In stocks, L Brands, Inc. was the best performer in the S&P 500 Index, returning 38.9%. Though the company reported large first-quarter losses last week, the stock rallied on news that the company was intent on separating its Victoria’s Secret line into a standalone business. United Airlines Holdings, Inc. rose 27.5% as vaccine optimism helped lift some of the hard-hit airline industry stocks. Earnings announcements expected this week include Salesforce.com, Inc., Costco Wholesale Corporation, Dollar General Corporation, Autodesk, Inc., AutoZone, Inc., HP, Inc., Keysight Technologies, Inc. and Ulta Beauty, Inc.
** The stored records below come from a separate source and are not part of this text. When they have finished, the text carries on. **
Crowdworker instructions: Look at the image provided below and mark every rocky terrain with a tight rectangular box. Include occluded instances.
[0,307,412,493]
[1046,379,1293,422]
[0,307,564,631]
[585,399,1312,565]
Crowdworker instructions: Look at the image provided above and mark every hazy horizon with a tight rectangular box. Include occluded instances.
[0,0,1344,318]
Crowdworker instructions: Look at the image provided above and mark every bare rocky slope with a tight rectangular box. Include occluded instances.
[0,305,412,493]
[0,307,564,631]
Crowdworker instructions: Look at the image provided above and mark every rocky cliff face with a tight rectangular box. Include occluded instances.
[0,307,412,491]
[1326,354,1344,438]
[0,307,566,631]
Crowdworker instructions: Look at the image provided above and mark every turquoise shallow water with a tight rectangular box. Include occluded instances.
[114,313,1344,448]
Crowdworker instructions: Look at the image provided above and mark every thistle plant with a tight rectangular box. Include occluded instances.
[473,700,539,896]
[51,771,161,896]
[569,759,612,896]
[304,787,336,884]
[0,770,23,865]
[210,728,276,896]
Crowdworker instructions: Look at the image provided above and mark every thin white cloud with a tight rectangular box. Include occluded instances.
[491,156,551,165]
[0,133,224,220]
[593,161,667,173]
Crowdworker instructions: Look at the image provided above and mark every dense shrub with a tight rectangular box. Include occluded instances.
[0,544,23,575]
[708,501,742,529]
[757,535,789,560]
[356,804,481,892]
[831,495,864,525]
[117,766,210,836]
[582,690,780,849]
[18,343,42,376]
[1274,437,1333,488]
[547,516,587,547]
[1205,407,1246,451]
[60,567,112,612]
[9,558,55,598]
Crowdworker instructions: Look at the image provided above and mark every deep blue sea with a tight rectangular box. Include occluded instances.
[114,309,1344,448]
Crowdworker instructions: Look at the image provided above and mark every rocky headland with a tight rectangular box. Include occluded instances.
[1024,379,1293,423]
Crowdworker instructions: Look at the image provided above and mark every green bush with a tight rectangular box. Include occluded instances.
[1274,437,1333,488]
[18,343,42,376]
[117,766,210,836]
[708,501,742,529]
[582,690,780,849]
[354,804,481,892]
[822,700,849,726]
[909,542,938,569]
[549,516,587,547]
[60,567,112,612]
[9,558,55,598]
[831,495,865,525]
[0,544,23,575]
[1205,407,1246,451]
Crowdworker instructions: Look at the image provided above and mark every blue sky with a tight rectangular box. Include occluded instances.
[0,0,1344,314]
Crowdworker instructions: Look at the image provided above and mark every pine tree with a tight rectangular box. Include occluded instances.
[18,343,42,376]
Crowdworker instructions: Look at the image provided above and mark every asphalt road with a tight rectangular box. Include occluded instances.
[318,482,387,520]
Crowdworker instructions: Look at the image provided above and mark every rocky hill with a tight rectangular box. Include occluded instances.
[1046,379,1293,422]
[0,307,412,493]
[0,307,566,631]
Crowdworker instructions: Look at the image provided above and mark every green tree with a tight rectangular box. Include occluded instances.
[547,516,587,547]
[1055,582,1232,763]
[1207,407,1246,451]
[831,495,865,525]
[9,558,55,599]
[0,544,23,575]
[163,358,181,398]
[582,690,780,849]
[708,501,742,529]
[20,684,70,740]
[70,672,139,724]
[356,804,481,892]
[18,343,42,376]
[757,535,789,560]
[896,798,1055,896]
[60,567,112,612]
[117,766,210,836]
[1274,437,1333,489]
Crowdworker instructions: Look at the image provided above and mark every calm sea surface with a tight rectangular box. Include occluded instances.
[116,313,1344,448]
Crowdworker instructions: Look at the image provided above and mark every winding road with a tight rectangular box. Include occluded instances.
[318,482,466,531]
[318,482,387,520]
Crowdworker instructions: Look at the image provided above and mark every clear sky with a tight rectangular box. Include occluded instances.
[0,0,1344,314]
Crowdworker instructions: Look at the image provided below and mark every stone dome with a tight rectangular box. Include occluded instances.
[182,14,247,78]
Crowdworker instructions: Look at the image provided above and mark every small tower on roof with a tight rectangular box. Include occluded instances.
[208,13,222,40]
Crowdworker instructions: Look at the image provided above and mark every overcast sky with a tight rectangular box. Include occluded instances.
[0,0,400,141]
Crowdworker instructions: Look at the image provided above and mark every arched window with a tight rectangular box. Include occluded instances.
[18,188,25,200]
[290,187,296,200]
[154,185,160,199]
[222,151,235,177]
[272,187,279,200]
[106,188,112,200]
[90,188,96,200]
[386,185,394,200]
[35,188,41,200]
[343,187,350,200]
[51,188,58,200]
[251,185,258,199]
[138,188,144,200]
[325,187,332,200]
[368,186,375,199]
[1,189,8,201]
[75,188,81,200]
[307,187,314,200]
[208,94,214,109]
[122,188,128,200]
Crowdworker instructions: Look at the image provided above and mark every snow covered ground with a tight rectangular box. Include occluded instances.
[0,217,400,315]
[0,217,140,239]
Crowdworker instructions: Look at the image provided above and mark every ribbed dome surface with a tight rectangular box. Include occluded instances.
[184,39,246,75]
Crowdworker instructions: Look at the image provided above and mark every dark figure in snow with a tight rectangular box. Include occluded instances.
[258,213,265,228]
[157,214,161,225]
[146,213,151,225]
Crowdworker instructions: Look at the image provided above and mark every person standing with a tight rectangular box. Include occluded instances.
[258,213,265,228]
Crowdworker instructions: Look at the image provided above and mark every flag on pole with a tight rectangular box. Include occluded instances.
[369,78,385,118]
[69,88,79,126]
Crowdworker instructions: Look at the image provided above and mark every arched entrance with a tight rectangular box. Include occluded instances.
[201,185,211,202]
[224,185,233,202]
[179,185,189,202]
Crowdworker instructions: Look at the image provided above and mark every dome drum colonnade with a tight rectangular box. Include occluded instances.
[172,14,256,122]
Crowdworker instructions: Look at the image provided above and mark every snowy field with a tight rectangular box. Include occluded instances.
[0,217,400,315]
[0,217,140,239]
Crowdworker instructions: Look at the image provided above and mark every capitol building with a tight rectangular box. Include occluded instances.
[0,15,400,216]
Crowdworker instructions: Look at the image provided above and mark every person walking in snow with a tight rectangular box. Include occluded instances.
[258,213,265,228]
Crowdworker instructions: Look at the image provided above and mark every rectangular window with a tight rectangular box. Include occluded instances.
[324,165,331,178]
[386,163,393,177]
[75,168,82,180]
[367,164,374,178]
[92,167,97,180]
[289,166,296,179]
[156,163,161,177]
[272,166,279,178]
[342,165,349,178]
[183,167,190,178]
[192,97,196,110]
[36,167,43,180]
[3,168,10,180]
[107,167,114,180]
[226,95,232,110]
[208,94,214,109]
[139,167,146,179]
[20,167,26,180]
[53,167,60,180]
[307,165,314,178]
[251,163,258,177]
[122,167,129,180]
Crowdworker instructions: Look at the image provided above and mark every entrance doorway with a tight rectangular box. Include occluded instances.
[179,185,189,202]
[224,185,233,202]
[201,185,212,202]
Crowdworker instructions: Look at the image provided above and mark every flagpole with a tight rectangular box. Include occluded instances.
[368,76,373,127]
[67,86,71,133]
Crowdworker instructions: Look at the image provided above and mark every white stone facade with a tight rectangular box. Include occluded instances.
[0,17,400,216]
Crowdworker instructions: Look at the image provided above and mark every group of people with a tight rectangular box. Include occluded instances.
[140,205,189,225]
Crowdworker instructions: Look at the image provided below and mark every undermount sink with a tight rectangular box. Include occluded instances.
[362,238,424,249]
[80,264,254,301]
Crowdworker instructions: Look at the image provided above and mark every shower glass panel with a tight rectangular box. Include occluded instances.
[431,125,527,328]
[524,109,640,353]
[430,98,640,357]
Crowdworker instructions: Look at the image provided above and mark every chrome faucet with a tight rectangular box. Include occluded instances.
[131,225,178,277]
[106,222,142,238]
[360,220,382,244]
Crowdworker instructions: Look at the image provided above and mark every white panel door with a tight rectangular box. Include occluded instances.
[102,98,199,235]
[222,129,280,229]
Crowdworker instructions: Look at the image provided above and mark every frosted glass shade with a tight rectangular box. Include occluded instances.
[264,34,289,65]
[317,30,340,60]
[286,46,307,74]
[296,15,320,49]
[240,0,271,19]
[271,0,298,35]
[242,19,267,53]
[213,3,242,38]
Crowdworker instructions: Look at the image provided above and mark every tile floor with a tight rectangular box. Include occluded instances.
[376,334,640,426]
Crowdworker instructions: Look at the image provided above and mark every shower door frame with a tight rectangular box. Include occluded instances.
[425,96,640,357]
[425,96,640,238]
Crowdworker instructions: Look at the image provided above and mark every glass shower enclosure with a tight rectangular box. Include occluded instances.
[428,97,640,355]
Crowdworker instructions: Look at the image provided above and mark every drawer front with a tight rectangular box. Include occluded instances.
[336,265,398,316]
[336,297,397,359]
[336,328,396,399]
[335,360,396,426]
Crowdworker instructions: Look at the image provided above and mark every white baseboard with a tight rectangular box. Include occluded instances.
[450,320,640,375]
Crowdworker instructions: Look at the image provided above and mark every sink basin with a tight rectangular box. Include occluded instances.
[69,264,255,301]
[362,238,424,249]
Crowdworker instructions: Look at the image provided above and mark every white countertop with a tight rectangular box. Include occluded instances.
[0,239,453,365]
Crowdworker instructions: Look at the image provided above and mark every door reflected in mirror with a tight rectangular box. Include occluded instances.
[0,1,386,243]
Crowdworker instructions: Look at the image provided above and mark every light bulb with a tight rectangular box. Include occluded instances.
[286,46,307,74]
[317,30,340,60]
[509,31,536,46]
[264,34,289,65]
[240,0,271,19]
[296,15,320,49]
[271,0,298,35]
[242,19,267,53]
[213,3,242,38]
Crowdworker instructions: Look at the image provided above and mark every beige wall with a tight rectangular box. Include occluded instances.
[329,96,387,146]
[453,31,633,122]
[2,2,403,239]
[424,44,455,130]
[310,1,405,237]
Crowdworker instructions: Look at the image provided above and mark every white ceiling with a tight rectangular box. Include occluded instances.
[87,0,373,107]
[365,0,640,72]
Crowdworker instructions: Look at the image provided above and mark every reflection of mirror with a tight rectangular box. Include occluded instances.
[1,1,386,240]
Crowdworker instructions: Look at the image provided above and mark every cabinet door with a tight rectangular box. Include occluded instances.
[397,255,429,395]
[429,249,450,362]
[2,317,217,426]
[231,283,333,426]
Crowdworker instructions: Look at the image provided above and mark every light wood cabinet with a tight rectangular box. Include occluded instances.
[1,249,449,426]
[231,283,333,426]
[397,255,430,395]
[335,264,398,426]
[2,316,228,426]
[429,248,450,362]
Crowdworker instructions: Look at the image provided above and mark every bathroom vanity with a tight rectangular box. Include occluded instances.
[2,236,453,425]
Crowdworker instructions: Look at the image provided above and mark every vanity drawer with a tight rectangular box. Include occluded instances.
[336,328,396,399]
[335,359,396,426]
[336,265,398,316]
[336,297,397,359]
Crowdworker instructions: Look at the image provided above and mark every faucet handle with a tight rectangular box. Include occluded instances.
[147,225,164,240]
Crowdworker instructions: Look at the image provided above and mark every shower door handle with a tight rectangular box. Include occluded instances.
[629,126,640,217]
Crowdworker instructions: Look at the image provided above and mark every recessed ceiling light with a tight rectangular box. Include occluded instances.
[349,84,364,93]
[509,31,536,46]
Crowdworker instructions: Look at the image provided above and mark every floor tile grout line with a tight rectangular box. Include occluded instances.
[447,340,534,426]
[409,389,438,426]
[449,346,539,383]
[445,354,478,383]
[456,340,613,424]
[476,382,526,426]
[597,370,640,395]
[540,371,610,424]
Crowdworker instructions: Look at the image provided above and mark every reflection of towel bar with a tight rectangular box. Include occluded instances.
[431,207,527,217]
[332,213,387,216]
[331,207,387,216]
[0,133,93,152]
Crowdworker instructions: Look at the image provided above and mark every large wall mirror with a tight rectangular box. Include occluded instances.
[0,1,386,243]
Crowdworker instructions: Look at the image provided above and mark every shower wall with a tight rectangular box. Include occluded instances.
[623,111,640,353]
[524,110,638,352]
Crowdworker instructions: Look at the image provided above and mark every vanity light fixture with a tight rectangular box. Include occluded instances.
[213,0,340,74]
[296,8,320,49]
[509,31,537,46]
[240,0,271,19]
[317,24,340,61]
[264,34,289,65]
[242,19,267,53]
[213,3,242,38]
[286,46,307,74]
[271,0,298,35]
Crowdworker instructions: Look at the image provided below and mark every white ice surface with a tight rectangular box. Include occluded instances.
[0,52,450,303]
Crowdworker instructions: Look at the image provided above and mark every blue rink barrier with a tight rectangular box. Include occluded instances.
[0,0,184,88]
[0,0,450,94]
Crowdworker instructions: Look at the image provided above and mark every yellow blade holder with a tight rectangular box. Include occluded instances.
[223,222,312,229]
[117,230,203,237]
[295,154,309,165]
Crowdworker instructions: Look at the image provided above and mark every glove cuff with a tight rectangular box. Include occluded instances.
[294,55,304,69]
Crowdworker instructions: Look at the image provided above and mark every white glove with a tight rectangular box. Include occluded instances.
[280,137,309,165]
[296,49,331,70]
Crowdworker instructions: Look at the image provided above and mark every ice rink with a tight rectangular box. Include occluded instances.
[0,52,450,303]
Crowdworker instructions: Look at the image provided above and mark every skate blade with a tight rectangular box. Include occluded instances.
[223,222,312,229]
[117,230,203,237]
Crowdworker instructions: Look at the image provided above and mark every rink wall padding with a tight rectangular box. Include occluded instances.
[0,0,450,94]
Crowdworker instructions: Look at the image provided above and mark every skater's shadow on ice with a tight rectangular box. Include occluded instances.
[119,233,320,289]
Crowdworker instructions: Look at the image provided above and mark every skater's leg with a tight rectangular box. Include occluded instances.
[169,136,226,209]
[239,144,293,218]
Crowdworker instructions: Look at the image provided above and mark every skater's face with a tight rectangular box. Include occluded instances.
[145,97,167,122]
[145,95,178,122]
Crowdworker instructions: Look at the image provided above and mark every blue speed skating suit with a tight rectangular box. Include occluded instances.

The S&P 500 Index was up 3.2% for the week. Its top-performing sectors were Industrials (7.2%) and Energy (6.1%), while the bottom-performing sectors were Consumer Staples (0.2%) and health Care(-0.8%). In the fixed-income market, the 10-year Treasury yield was up, ending at 0.7%.
We continue to seek companies that reflect our Change-BasedSM investment approach.
Change Based Investment
The Walt Disney Company is a diversified international entertainment and media company with the following business segments: Media Networks, Studio Entertainment, Direct-to-Consumer & International, Parks and Experiences & Products. Some of the most recognized names under the Disney umbrella include: ESPN, ABC, Walt Disney World theme parks, 20th Century Fox and Pixar Animation Studios.
Disney has always held a strong base of diversified core assets but recently the company has begun to reposition its media networks away from the traditional cable bundle toward more online streaming services through the purchase of 20th Century Fox, a stake in Hulu and its successful launch of Disney +. This gives Argent confidence that Disney can stay as relevant in the future as it has been historically. Disney is feeling the negative effects of COVID-19, as its theme parks are closed and sporting events are shuttered. As the economy re-opens we believe the changes going on in the company make Disney a good fit for Argent’s Large Cap Strategy.
Top 5 Equity Holdings
Large Cap Growth
|Alphabet, Inc. (Google)||8.8%|
Small Cap Core
|Medpace Holdings, Inc.||3.3%|
|UFP Technologies, Inc.||3.1%|
|Addus Homecare Corp||2.8%|
|JPMorgan Chase & Co.||4.9%|
|General Mills, Inc.||4.3%|
|Helen of Troy Limited||3.4%|
This newsletter presents selected recommendations from portfolio managers of Argent Capital Management LLC, a registered investment advisor. Opinions reflect the portfolio manager’s judgment on the date above and are subject to change. A list of stocks recommended by Argent is available upon request. You should not assume that these recommendations are or will be profitable. In the course of it’s business, Argent’s client accounts may be buying and selling these stocks.